Evolution 2013: Informatics

24 Jun 2013

Nasrallah, Chris: Dynamics of Alternative Pathways to Compensatory Substitution

Crossing fitness valleys coming from correlated states: e.g. rRNA stems.

CTMC– get rates to/from AB, Ab, aB, ab. Trick from Hideki Yanan: collapse deleterious states into one state.

Simulations showing how paths through this CTMC change when changing parameters.

Effect of recombination is to decrease the probability of a double fixation.

Would like to turn these into something that could be useful for molecular evolution.

Wu, Steven; Sukumaran, Jeet; Ding, Yuantong; Rodrigo, Allen: Estimating evolutionary parameters and haplotypes simultaneouslyusing short-read sequences derived from genetically variable populations

What do we do if we have lots of short reads only? Try to reconstruct haplotypes then make tree? Too many haplotypes, and

A Bayesian approach. Short read likelihood– Binomial error model. Gives probability of short read on the various haplotypes. Operators = swap bases from short read sequences, swap section between two haplotypes, recombination. Swap bases is moving bases from short read onto haplotype.
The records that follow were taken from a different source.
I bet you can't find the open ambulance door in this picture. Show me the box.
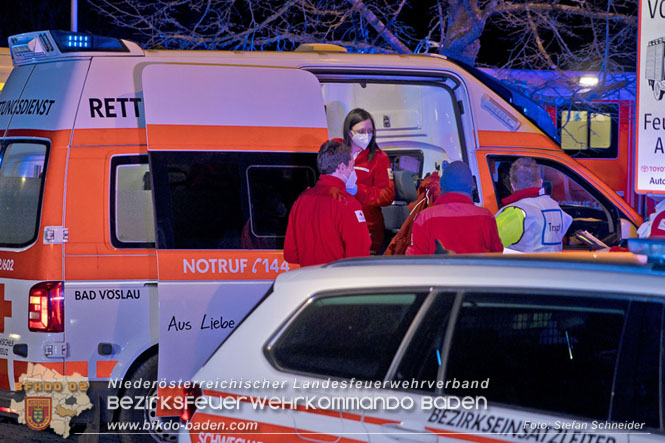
[142,63,328,390]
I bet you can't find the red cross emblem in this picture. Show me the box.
[0,284,11,333]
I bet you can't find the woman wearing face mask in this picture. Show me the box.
[343,108,396,254]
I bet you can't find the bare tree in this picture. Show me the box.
[89,0,637,101]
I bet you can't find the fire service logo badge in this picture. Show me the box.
[25,397,52,431]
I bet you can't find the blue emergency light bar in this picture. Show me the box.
[8,30,129,65]
[627,238,665,266]
[50,31,128,53]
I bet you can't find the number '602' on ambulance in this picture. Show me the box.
[0,30,641,440]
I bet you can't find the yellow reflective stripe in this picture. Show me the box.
[496,206,526,247]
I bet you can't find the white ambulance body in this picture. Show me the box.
[0,30,641,440]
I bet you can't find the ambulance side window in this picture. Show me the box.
[149,152,317,250]
[111,156,155,248]
[268,292,428,380]
[0,141,48,247]
[246,165,316,249]
[444,292,628,420]
[488,156,618,247]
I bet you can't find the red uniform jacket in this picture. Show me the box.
[354,148,395,254]
[650,211,665,237]
[406,192,503,255]
[284,175,371,266]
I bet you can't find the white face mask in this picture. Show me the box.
[345,169,357,188]
[352,132,371,150]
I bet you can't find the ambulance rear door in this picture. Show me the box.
[0,57,89,388]
[142,63,328,385]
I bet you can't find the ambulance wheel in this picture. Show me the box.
[118,354,179,443]
[655,83,664,101]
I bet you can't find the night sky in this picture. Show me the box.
[0,0,638,70]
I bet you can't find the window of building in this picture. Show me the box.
[269,292,428,380]
[111,155,155,248]
[0,140,49,247]
[558,104,619,159]
[444,292,628,420]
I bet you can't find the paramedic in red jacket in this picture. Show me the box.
[343,108,395,254]
[407,161,503,255]
[284,139,371,266]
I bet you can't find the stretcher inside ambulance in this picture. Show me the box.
[0,30,641,441]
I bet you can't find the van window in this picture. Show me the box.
[149,152,317,249]
[0,141,48,247]
[247,166,316,241]
[111,156,155,248]
[559,104,618,159]
[445,292,628,420]
[488,156,618,247]
[610,302,661,428]
[269,292,428,380]
[392,293,455,392]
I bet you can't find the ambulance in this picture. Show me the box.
[0,30,641,441]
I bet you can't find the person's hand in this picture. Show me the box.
[347,185,358,195]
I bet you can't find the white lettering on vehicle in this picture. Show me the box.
[0,259,14,272]
[182,258,289,275]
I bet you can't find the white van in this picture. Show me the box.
[0,30,642,441]
[180,242,664,443]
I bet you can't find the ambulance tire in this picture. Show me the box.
[118,354,179,443]
[655,83,664,101]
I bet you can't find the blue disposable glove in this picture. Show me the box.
[346,185,358,195]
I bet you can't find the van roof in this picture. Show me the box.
[7,30,560,144]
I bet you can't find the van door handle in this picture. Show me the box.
[379,423,438,442]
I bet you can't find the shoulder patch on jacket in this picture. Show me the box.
[355,210,366,223]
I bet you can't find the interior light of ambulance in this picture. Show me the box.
[28,282,64,332]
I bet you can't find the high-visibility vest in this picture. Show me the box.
[496,194,573,252]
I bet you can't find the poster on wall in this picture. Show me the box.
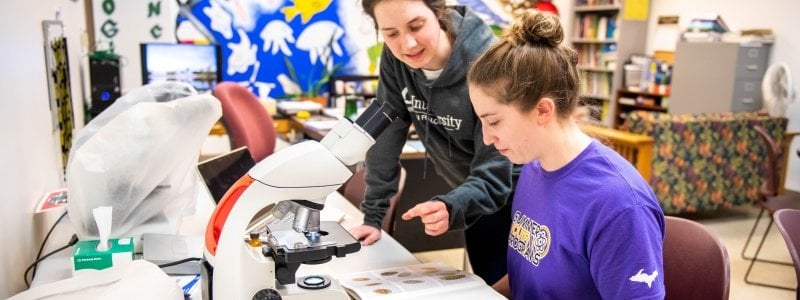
[42,20,75,180]
[175,0,378,102]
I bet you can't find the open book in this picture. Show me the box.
[337,262,491,299]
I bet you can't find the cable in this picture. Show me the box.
[157,257,202,269]
[24,234,79,288]
[31,211,68,281]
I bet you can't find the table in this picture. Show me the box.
[27,186,503,299]
[289,114,426,160]
[30,190,419,286]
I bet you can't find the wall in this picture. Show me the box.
[0,0,86,297]
[643,0,800,191]
[90,0,177,94]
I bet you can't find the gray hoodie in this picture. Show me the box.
[362,6,514,231]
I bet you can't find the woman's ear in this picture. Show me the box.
[535,98,555,123]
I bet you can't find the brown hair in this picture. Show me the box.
[467,10,579,118]
[361,0,455,43]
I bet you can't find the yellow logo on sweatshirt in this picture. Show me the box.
[509,210,550,266]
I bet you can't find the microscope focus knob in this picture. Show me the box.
[252,288,282,300]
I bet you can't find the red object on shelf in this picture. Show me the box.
[533,0,559,16]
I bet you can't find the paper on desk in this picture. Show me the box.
[305,119,340,131]
[404,140,425,151]
[277,100,322,114]
[337,262,487,299]
[321,205,346,223]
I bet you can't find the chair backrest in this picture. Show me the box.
[213,82,276,162]
[754,124,782,198]
[663,216,730,300]
[341,166,407,235]
[774,208,800,299]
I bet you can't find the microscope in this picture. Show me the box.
[201,101,398,299]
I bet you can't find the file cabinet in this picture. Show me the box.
[669,41,771,114]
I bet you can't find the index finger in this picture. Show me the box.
[402,202,440,220]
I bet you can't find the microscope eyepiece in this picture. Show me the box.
[355,100,399,139]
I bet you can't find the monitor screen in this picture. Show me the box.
[140,43,222,93]
[197,147,255,203]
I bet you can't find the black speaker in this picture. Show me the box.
[88,54,121,118]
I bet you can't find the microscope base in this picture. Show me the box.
[276,275,350,300]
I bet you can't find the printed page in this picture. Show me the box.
[337,262,484,299]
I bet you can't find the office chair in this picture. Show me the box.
[742,125,800,290]
[663,216,730,300]
[774,208,800,296]
[340,166,407,235]
[213,82,276,162]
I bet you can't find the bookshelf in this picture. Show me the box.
[614,89,669,128]
[572,0,649,127]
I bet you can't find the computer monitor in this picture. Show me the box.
[140,43,222,93]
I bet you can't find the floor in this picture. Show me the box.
[413,204,798,299]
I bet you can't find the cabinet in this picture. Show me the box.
[669,41,771,115]
[614,89,668,128]
[572,0,649,127]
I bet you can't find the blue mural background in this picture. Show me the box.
[179,0,365,101]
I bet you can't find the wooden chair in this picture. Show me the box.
[743,125,800,290]
[774,209,800,296]
[664,216,730,300]
[340,166,407,235]
[579,123,654,181]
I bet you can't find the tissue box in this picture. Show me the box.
[72,237,135,274]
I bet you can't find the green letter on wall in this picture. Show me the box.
[148,1,161,18]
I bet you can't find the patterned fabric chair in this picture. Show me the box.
[618,111,789,214]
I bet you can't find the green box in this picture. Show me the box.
[72,237,135,273]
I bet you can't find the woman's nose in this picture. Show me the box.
[403,34,417,49]
[482,130,496,146]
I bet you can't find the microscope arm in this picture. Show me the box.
[203,101,398,300]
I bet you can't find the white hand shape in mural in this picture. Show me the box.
[227,29,259,76]
[203,0,234,39]
[296,21,344,65]
[260,20,295,56]
[277,74,302,95]
[251,81,277,102]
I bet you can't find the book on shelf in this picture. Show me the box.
[577,0,618,6]
[681,31,722,42]
[687,13,729,33]
[618,97,636,105]
[337,262,490,299]
[580,71,612,99]
[575,14,618,41]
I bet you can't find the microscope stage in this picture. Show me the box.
[266,221,361,264]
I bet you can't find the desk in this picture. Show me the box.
[31,191,419,287]
[27,187,502,299]
[289,114,426,160]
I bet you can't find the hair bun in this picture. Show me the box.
[505,10,563,47]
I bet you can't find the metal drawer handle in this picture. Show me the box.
[746,64,759,71]
[741,98,754,104]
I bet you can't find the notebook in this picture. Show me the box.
[197,146,255,203]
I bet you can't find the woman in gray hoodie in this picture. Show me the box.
[347,0,516,285]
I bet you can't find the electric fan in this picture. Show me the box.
[762,62,795,117]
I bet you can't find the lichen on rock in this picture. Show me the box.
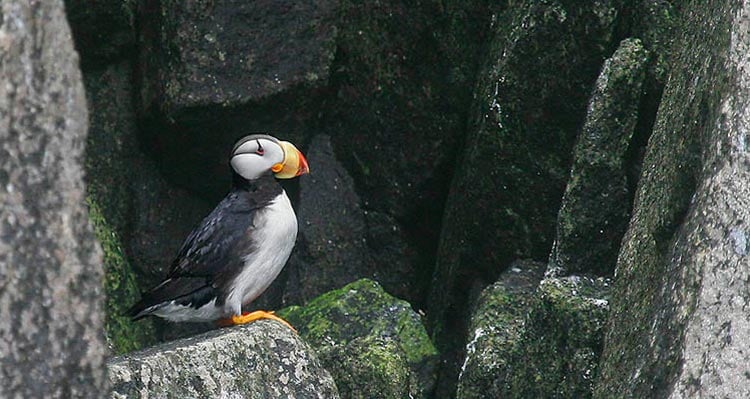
[109,321,339,398]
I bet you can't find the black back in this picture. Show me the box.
[127,172,283,319]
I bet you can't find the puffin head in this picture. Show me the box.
[230,134,309,181]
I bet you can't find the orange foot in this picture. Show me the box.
[217,310,296,332]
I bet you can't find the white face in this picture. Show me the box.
[230,135,286,181]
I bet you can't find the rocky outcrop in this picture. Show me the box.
[0,0,107,396]
[456,260,546,399]
[457,262,610,399]
[280,279,438,399]
[549,39,648,276]
[428,0,623,394]
[596,1,750,397]
[109,321,339,398]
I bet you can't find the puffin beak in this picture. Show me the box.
[273,141,310,179]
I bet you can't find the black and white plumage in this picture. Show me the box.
[128,134,309,323]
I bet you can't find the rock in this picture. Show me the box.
[429,1,623,394]
[65,0,136,70]
[84,62,158,354]
[109,321,339,398]
[622,1,681,195]
[326,0,485,220]
[285,135,372,304]
[323,336,415,399]
[509,276,610,399]
[457,260,546,399]
[0,0,107,396]
[137,0,337,118]
[457,264,610,399]
[363,210,422,304]
[595,2,750,397]
[280,279,438,399]
[549,39,648,276]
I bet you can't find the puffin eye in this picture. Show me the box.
[255,140,264,155]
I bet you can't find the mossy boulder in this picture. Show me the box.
[280,279,438,398]
[457,260,546,399]
[459,271,610,399]
[509,276,610,398]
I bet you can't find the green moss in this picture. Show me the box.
[87,199,156,354]
[457,261,545,399]
[83,63,157,354]
[321,336,411,399]
[507,277,610,399]
[280,279,438,398]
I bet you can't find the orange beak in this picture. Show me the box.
[273,141,310,179]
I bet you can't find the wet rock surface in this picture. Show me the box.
[109,321,339,398]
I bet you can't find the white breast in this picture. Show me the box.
[223,190,297,316]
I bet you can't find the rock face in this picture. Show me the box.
[109,321,339,398]
[549,39,648,276]
[280,279,439,399]
[284,135,372,304]
[429,0,622,394]
[0,0,107,397]
[138,0,337,118]
[84,62,158,353]
[596,1,750,397]
[457,262,610,399]
[456,260,546,399]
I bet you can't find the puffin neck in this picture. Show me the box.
[231,170,278,192]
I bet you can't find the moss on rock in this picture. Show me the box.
[458,266,610,399]
[457,260,546,399]
[279,279,438,398]
[83,63,157,353]
[87,200,156,354]
[508,276,610,399]
[550,38,649,276]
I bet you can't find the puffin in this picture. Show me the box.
[127,134,309,329]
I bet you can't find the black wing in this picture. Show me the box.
[127,191,261,318]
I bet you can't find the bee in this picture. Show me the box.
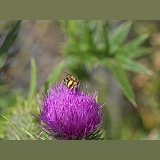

Simulations with SimCoal and MetaSim. Align short reads with SHRiMP. They do a good job of re-finding effective population size.

Next- rjMCMC to sort out number of haplotypes.

Darriba, Diego; Taboada, Guillermo; Doallo, Ramon; Posada, David: Fast selection of multi-gene models of molecular evolution

How do we find partitions for a collections of genes such that each partition has a single model? How do we assign collections of models to partitioned data sets. Lanfear et al (2012) paper scores partitioning schemes with AIC, etc, and greedy and hierarchical clustering algorithms: partitionfinder. Simulation. Use Rand index to compare partitions. They re-implement the Lanfear method in “partitiontest”. This also does model assignment.

Ding, Yuantong; Wu, Steven; Sukumaran, Jeet; McConnell, Christie ; Rodrigo, Allen: Evolutionary analyses using reconstructed haplotypes from next-generation sequencing of mixed samples: an evaluation of current programs

Can we use short-read data to reconstruct trees?

SerialSimCoal to simulate tree. MetaSim to simulate short reads.

ShoRAH, ViSpA, PredictHaplo to reconstruct haplotypes, a number of alignment programs as well. < 1 % of simulations successfully recovered the correct numbers of original haplotypes.

Problem: have to compare unlabeled trees. Use tree balance statistics.

Problem: different sized trees. Use maximum PD to find the same sized trees.

Overall, bad performance for making trees and for population parameters. Work is needed here.